Но таким образом не только получает свое дальнейшее — обновленное — развитие (и новую расшифровку) одна из важнейших нравственно-философских идей романа «И дольше века длится день». В свете этой идеи уточняется, корректируется, дополняется до целого основополагающая концепция романа «Плаха» — концепция «Бога-Завтра». Она утрачивает оттенок субъективизма, в котором, по сути дела (выражающей философский смысл критических возражений Айтматову), упрекали и продолжают упрекать автора «Плахи». «Бог-Завтра» не исключает ни у самого Айтматова, ни у его героя Авдия Каллистратова того изначального нравственного события, которое явилось, говоря словами И. Г. Фихте, бесконечным толчком, призванным подвигнуть человечество на путь борьбы за это «Завтра».

Как мы могли уже убедиться, этот «бесконечный толчок» — событие, однажды свершившееся в истории, — можно (и нужно) рассматривать не как однократное. Оно снова и снова повторяется. В этом, кстати, причина «двукратного» распятия Авдия, которое так коробит эстетический вкус некоторых из ортодоксально настроенных (или только играющих в эту ортодоксальность, подобно Великому Магистру «Игры в бисер»?) словесников. И повторяется не только в культурной памяти человечества, но и в индивидуальных биографиях людей, действующих в эмпирической истории. Разумеется, если идет речь о людях, не играющих в историю (подобно «человеку играющему» И. Хёйзинги), но живущих в ней всерьез, то есть нравственно, с полной ответственностью за последствия своих этических решений.

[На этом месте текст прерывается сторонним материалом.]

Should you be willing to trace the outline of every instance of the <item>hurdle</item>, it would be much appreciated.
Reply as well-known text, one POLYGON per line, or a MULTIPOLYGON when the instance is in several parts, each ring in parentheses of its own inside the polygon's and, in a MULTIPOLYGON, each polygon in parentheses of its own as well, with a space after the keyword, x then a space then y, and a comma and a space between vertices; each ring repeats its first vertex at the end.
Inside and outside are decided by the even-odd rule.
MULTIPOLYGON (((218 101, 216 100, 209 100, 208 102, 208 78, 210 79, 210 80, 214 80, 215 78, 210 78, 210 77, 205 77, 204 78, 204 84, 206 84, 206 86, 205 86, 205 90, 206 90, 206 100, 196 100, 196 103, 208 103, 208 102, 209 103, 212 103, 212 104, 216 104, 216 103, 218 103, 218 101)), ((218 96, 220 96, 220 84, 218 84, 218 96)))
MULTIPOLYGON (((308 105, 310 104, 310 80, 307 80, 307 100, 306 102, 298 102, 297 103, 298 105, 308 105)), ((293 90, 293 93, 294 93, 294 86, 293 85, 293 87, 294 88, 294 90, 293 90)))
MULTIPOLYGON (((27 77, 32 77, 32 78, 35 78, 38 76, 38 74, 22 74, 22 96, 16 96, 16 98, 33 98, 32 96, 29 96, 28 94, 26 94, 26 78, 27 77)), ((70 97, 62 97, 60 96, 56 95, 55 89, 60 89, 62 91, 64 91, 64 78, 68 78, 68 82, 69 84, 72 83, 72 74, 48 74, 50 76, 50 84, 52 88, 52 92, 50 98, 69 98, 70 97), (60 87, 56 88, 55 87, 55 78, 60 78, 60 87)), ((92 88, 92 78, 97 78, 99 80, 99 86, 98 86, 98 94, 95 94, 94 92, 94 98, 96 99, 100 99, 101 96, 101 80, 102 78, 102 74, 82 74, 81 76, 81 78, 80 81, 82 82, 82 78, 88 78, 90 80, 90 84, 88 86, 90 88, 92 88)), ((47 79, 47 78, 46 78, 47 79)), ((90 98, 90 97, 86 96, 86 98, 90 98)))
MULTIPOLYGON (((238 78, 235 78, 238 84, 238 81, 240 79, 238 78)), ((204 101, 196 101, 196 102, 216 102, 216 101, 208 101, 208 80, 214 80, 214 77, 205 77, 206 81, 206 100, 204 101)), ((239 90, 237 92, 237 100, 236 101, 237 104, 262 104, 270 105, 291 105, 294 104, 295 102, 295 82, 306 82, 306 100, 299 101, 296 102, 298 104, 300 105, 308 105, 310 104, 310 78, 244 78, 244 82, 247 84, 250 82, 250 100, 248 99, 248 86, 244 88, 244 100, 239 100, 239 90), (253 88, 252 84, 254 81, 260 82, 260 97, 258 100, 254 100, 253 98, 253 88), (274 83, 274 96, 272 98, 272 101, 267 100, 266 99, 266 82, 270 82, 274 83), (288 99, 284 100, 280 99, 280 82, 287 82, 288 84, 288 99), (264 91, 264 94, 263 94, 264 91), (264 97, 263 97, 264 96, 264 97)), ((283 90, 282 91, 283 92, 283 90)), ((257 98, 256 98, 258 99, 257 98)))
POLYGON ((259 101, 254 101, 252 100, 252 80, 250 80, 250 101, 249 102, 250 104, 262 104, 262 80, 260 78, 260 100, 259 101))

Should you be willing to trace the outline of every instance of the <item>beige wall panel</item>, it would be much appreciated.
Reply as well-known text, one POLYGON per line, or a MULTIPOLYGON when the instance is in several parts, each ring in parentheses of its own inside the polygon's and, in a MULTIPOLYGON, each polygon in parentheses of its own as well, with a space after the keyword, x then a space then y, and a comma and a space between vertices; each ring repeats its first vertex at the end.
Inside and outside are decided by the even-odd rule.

А в качестве вновь и вновь повторяемого событие, случившееся однажды, обнаруживает свою более-чем-врёменную природу. Это уже событие, связующее «вчера», «сегодня» и «завтра», то есть событие, делающее возможным не только «связь времен», но саму эту временность. Ибо основой временности является связь его структурно различных моментов — прошлого, настоящего и будущего. Условием возможности временного оказывается, таким образом, нечто пребывающее, не-врёменное: то, что выходит за рамки временных моментов. В культуре таким пребывающе-связующим основанием временности, выходящим за ее пределы, и является память культуры. В эмпирической же истории, развертывающейся «на фоне» этой культуры и заимствующей из нее свои смыслы, такими пребывающе-связующими элементами, обеспечивающими сопряженность различных моментов, являются смыслополагающие, смыслоутверждающие события. Их суть — в восстановлении этической иерархии ценностей, ориентируясь на которую человек только и может оставаться человеком.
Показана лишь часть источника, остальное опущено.